The move marks Leo Apotheker's first big move as CEO of HP and -- finally -- gets HP into the data warehousing and analytics market in a real way. (Let's not talk about NeoView which, for whatever reason, was never taken seriously in the market.)
Many folks, including me, thought HP missed their big chance to enter the DBMS and data warehousing markets by failing to scoop up Sybase back in May, which SAP did for $5.8B.

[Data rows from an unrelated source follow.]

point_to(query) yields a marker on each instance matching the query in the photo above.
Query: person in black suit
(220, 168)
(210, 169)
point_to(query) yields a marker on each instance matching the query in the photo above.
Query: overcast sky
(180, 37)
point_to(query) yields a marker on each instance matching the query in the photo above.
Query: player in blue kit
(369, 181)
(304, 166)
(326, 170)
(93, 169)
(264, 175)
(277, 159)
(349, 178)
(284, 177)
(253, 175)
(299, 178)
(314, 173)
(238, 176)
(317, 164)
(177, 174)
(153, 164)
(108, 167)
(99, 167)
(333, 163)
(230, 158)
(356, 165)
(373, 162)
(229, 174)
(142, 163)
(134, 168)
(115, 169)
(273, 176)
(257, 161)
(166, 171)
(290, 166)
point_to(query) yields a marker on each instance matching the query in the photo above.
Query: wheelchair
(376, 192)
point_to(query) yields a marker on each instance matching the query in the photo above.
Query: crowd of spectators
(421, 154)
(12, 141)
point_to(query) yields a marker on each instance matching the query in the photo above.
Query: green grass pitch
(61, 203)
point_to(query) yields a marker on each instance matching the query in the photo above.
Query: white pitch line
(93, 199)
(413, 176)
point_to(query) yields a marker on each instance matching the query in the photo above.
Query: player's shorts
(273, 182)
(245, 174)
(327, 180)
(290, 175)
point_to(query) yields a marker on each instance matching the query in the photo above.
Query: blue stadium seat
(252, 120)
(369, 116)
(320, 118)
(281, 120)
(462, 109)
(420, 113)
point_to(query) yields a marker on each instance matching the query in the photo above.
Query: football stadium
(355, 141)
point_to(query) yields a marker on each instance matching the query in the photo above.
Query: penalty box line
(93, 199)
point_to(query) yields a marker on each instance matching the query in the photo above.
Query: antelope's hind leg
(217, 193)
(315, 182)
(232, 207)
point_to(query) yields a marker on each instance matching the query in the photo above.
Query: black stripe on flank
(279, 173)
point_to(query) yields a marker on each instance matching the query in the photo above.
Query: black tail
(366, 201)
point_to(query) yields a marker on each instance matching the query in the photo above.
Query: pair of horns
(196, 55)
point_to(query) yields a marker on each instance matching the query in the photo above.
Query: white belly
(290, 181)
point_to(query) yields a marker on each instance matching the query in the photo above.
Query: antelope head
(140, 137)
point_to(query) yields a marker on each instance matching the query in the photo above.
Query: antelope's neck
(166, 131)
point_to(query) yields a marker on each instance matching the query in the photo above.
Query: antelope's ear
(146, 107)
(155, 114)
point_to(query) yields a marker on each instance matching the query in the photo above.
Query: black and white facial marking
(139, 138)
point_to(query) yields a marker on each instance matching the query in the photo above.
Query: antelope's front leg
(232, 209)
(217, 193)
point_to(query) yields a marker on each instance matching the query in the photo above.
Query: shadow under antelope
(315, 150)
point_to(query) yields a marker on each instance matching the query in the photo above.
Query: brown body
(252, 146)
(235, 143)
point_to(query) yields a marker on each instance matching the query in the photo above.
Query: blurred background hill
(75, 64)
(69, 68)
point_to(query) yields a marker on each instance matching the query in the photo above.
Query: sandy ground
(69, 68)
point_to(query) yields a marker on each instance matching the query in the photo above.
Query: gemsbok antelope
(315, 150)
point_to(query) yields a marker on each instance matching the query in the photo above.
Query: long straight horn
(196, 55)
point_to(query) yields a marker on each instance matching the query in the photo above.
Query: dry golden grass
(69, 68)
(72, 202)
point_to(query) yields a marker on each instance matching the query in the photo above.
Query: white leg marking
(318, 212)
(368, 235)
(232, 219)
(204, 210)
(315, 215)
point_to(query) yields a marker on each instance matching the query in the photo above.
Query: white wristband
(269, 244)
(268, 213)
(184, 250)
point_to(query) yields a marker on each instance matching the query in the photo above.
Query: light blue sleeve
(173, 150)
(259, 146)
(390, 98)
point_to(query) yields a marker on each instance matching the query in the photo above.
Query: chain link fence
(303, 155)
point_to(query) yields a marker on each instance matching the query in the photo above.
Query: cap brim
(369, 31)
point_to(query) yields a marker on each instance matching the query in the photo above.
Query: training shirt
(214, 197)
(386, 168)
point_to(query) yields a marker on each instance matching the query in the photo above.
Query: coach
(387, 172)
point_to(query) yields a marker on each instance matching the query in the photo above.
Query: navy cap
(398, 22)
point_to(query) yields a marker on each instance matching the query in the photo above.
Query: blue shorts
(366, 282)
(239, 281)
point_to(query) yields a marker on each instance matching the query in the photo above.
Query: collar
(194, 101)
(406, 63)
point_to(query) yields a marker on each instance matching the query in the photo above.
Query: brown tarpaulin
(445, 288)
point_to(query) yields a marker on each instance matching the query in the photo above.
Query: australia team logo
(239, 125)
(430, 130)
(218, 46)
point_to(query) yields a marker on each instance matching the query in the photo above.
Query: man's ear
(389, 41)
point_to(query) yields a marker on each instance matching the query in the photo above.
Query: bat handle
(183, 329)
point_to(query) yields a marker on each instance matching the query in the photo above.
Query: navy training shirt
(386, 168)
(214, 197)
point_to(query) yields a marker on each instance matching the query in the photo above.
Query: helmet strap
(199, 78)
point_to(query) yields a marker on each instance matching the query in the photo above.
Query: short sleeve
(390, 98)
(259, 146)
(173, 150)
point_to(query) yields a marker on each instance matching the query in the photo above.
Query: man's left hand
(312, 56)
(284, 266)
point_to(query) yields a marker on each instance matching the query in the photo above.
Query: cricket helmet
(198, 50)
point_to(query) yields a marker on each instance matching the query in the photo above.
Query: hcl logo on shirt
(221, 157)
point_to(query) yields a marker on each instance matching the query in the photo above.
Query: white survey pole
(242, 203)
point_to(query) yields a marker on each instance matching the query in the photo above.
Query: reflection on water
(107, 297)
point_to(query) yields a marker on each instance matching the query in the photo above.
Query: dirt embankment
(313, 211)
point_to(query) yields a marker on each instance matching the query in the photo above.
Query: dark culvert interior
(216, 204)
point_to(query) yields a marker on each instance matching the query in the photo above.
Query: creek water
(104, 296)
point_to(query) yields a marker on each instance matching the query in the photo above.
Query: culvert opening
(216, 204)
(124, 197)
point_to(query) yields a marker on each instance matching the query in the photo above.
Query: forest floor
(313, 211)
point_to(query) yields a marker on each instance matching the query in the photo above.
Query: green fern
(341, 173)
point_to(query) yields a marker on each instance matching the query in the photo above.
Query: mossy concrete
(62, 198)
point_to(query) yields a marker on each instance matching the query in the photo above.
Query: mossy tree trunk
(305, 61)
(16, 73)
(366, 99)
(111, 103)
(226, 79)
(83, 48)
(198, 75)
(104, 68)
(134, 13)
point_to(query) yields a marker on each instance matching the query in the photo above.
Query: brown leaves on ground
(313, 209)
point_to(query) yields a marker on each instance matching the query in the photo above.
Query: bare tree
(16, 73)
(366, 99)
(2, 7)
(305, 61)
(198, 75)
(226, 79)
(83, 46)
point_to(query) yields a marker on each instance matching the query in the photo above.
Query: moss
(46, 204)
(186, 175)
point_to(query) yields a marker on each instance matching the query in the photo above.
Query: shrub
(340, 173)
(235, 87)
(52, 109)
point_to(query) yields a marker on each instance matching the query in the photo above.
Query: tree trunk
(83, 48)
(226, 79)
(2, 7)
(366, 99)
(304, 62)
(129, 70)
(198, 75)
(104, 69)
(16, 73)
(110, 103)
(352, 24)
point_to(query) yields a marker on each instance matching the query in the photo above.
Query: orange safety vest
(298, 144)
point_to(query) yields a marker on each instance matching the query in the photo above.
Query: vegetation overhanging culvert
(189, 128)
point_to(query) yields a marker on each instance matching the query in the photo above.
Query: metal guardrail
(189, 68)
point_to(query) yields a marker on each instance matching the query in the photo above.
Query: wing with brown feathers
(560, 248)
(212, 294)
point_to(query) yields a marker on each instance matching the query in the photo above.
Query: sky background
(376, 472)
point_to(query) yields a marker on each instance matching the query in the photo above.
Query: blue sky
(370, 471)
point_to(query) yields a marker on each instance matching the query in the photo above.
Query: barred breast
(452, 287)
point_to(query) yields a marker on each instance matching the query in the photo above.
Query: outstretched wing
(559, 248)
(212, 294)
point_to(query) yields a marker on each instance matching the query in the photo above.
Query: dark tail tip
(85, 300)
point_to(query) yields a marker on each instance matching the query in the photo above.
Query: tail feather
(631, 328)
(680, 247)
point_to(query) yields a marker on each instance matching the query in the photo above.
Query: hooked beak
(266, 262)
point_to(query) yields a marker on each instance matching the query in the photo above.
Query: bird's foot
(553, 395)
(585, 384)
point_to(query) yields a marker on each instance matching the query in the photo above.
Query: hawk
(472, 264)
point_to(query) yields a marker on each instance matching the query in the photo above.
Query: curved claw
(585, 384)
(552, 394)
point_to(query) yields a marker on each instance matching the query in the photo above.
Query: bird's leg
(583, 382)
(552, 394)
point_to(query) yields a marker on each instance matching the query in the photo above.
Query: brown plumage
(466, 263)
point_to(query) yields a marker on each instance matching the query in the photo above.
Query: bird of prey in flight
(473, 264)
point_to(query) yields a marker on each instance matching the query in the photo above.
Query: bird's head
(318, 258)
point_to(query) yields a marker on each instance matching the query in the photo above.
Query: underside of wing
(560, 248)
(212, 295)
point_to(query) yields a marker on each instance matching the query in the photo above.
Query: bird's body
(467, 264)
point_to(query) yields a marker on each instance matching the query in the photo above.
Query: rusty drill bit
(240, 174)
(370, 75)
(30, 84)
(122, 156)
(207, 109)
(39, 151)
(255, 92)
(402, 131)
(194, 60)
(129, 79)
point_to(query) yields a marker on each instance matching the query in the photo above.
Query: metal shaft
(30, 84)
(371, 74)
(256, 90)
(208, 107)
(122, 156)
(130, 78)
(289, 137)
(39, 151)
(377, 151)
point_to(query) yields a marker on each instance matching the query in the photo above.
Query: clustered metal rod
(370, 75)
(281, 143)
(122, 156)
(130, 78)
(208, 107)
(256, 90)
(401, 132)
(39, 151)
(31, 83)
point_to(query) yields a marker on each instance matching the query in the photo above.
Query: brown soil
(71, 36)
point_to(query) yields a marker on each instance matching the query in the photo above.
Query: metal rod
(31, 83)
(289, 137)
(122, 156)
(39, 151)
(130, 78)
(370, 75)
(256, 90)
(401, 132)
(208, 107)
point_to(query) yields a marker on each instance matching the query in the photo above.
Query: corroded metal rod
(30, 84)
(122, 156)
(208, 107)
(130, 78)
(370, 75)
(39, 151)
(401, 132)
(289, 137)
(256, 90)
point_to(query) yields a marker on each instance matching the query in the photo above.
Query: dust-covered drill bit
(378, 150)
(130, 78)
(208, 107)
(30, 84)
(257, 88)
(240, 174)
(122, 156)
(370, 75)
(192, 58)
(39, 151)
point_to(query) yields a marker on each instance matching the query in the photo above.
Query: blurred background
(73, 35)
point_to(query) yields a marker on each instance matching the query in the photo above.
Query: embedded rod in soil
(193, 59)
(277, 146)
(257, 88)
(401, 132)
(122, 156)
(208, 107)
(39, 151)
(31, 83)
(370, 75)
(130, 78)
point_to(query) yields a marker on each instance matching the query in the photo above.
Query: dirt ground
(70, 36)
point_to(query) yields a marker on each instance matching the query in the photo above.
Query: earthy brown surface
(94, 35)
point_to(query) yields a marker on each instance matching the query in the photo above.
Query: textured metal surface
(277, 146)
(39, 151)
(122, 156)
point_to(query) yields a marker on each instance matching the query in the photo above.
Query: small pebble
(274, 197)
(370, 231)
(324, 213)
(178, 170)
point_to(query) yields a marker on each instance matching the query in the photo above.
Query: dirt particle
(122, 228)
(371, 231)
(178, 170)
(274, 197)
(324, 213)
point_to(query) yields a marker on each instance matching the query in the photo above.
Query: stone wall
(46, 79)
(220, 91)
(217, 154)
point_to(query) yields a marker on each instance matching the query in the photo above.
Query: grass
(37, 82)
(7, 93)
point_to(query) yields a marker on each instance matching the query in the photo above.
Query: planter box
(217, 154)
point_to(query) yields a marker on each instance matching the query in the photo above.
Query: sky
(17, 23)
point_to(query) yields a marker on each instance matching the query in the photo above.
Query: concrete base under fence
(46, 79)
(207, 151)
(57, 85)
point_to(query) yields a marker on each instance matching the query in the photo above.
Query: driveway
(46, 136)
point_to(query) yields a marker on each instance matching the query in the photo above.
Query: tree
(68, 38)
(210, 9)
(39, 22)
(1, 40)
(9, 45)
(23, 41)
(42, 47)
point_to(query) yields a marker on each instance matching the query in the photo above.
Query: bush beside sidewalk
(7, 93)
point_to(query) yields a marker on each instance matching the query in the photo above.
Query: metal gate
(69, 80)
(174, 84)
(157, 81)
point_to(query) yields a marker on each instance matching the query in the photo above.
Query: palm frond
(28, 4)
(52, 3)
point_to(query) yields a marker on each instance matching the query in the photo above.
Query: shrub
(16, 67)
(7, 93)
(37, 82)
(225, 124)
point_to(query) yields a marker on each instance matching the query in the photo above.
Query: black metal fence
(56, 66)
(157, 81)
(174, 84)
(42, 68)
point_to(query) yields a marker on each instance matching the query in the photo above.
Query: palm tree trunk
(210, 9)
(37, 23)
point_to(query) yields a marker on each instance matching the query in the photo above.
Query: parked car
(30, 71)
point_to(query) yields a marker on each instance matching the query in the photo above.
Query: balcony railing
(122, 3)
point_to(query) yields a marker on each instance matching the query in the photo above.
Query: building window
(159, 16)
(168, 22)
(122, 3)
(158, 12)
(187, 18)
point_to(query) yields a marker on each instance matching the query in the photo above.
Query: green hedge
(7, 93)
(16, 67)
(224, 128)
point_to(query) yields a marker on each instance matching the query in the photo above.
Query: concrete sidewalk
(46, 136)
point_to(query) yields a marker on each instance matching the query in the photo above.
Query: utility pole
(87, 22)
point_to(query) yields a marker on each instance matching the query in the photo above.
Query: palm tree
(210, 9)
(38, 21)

The move is probably a change in direction for HP's software head, Bill Veghte, who joined HP in May from Microsoft, where he had spent his entire career after graduating from Harvard, and where he was most recently responsible for shipping Windows 7. Based on his background, I suspect that Veghte was going to head into data center, security, and infrastructure (a la the $1.5B acquisition of ArcSight in September). Perhaps Leo's moves into data warehousing, analytics and presumably one day -- enterprise applications -- will complement, rather than replace, that more infrastructure-oriented strategy.
Yesterday, The Mercury News ran an interesting piece on HP's new non-executive chairman of the board, Ray Lane, who was appointed at the same time as Apotheker, and who has already taken major steps to reshape HP's board. Lane was instrumental in steering Oracle out of a financial crisis in the early 1990s and driving their growth throughout that decade.
I suspect this is HP's opening move. There will be many more to come.
Guessing Vertica's Size: $25 to $35M-ish
LinkedIn says Vertica has 96 employees. For West Coast companies this figure is usually quite accurate; let's assume it is for Vertica. "Normal" productivity of $250K to $300K/head implies revenues of $24M to $33M. LinkedIn says Vertica has 36 employees in sales. If one of three of those are quota carriers, then you have 12 quota-carriers at "normal" productivity of $2M implying $24M. Alternatively, if you assume 15% of a enterprise software company's headcount is quota-carrying that implies 15 quota carriers at $2M each yielding $30M. All of this is very back-of-the-envelop and breaks under high-growth rates.
Nevertheless, I'll guess they are $25 to $35M in revenues, suggesting that a $200M exit would be 6-8x revenues and a $375M exit would be 11-15x, basically validating the possibility of $200M+ up-front price with a performance-based earn-out.